CT angiography of vessels

has proven useful as a screenin

CT angiography of vessels

has proven useful as a screening tool using small amounts of contrast to elucidate sites of active bleeding [11, 12]. Treatment of spontaneous intraperitoneal bleeding, as with other bleeding phenomena, revolves around resuscitation and restoration of circulating volume. This has traditionally been followed by surgical correction. The surgical management consists of resection of the aneurysm, LY3023414 chemical structure ligation of the feeding vessels or some forms of arterial reconstruction [5, 13]. Radiological intervention with embolisation of the feeding vessel is an option in splanchnic aneurysms. A research of the literature revealed that ligation of vessels with or without resections is the preferred option, as this is relatively simple

and carries a low risk [11]. Non-surgical mortality has historically approached 100%. selleck chemicals Reported mortality with non-therapeutic exploratory laparotomy varies from 40% to 66%. Surgical ligation represents a well-studied definitive treatment, reducing mortality to 8.6%. After ligation there are no reported recurrences [9]. Consent Written informed consent was obtained for publication of this case report and accompanying images. A copy of the written consent is available for review by the Editor-in-Chief of this journal. References 1. Jadav M, Ducheine Y, Brief D, Carter L, McWhite T, Hardy J: Abdominal Apoplexy: A Case Study of the Spontaneous Rupture of the Gastroepiploic Artery. Curr Surg 2004, 61:370–372.CrossRefPubMed 2. Kleinsasser LJ: Abdominal OSI-027 in vivo apoplexy: report of two cases and review of the literature. Am J Surg 1970, 120:623–628.CrossRefPubMed 3. Suber WJ Jr, Cunningham PL, Bloch RS: Massive Celastrol spontaneous hemoperitoneum of unknown etiology: a case report.
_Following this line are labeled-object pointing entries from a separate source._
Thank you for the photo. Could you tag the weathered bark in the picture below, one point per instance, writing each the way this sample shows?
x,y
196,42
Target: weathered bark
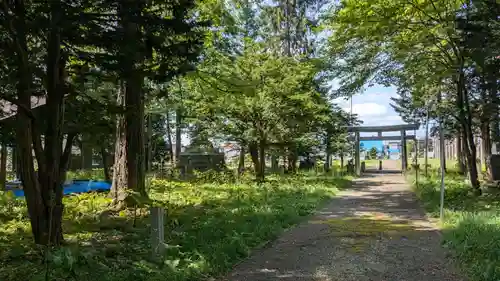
x,y
105,163
262,160
342,161
169,137
465,118
87,154
253,149
178,134
119,184
485,145
133,78
460,157
149,154
3,165
292,159
66,155
328,154
43,190
241,162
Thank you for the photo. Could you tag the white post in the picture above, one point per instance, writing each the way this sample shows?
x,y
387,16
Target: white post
x,y
157,231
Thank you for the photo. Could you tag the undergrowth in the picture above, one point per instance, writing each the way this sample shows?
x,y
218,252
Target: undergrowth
x,y
471,226
209,226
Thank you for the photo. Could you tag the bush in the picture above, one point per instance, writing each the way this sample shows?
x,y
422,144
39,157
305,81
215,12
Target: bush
x,y
209,227
471,226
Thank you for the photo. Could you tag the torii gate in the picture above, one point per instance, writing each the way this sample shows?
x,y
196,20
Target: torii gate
x,y
379,130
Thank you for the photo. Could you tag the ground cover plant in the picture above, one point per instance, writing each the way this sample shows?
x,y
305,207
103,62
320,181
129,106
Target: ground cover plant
x,y
209,227
471,226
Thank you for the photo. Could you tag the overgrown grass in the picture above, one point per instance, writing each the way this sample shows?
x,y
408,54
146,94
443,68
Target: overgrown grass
x,y
471,226
209,227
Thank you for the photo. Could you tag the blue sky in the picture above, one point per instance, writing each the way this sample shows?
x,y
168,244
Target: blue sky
x,y
373,107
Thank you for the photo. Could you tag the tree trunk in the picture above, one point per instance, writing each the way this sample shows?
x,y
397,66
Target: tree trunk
x,y
253,148
262,161
460,157
465,118
178,134
169,137
105,163
292,159
328,154
133,77
3,166
342,161
241,162
149,154
494,106
485,145
119,184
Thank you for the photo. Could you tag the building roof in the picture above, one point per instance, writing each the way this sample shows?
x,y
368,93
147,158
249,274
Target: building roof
x,y
8,110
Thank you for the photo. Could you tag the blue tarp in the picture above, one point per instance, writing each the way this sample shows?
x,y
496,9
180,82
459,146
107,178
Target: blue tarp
x,y
77,186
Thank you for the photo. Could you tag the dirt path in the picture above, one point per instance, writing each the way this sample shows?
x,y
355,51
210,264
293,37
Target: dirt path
x,y
373,231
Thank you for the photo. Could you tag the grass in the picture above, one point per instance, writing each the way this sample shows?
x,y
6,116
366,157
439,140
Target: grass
x,y
209,227
471,225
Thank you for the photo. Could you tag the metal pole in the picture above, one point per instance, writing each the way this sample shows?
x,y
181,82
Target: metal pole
x,y
427,142
442,158
416,158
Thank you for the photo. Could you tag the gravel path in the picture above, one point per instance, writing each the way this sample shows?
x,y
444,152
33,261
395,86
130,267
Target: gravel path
x,y
375,230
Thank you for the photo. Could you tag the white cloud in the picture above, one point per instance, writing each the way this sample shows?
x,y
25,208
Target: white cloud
x,y
368,109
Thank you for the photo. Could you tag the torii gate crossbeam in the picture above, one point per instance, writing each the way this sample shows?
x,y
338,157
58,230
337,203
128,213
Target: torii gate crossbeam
x,y
380,129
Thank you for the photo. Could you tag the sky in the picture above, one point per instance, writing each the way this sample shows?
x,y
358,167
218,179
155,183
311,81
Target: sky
x,y
373,107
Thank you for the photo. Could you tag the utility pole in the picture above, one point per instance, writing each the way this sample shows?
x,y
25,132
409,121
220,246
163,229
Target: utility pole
x,y
426,161
443,163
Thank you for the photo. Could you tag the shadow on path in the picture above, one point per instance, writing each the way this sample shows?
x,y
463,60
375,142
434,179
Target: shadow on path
x,y
375,230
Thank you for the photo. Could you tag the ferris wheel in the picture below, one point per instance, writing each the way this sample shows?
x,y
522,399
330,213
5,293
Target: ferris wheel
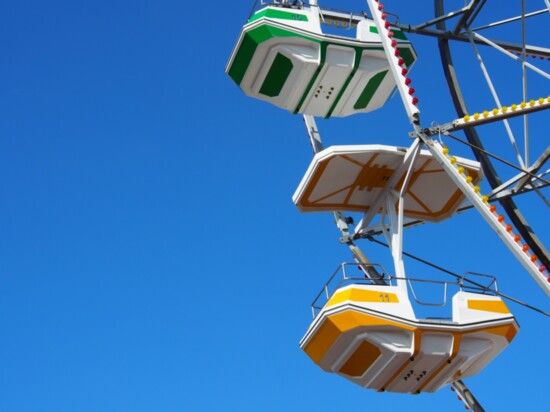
x,y
365,328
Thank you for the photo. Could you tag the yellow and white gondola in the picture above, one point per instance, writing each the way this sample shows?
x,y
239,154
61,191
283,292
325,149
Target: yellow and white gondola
x,y
369,335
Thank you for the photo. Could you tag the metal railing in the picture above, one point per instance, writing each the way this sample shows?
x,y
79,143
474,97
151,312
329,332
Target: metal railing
x,y
341,277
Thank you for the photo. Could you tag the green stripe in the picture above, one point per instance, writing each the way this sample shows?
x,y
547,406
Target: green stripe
x,y
247,48
242,59
407,56
369,90
277,75
253,37
278,14
398,34
358,55
314,78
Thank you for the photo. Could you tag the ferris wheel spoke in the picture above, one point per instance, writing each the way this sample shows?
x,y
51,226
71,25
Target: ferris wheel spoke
x,y
493,178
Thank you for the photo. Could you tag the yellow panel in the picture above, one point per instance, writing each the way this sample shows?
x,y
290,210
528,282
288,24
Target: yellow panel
x,y
497,306
362,359
416,350
362,295
336,324
322,340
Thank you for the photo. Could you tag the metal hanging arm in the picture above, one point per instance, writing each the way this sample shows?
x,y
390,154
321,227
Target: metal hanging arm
x,y
342,222
466,396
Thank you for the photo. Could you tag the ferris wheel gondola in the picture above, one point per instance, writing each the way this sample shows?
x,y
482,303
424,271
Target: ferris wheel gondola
x,y
366,330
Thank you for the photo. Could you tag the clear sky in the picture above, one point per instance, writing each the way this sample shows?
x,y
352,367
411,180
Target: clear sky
x,y
151,258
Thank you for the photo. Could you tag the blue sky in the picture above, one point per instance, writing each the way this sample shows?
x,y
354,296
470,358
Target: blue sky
x,y
151,258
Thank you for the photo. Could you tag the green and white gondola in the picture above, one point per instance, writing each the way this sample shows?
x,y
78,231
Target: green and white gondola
x,y
283,57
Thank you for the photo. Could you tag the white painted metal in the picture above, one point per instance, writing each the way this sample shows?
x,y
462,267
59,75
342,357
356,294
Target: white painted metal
x,y
411,109
475,198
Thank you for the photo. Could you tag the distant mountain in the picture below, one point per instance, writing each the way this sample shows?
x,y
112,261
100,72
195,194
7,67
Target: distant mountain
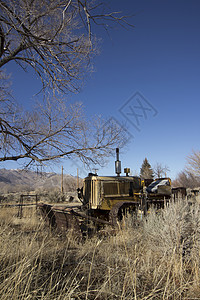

Am Surg 1998, 64:1177–8.PubMed 4. Jakschik J, Decker D, Vogel H, Hirner A: Acute upper gastrointestinal haemorrhage caused by ruptured aneurysm of the right gastroepiploic artery. Zentralbl Chir. 1993,118(3):157–159.PubMed 5. Panayiotopoulos YP, Assadourian R, Taylor PR: Aneurysms of the visceral and renal arteries. Ann R Coll Surg Engl 1996, 78:412–9.PubMed 6. Walter M, Opitz I, Löhr G: Symptomatic aneurysm of the right gastroepiploic artery. Case report and review of the literature. Chirurg. 2001,72(4):437–440.CrossRefPubMed 7. Jacobs PP, Croiset van Ughelen FA, Bruyninckx CM, Hoefsloot F: Haemoperitoneum caused by a dissecting aneurysm of the gastroepiploic artery. Eur J Vasc Surg 1994,8(2):236–7.CrossRefPubMed 8. Carr SR, Dinsmore RC, Wilkinson NW: Idiopathic spontaneous intraperitoneal hemorrhage: a clinical update on abdominal apoplexy in the year 2001. Am Surg 2001, 67:374–6.PubMed 9. Cawyer JohnC, Keith Stone C: Abdominal apoplexy: case report and a review. J Emerg Med 2008. 10.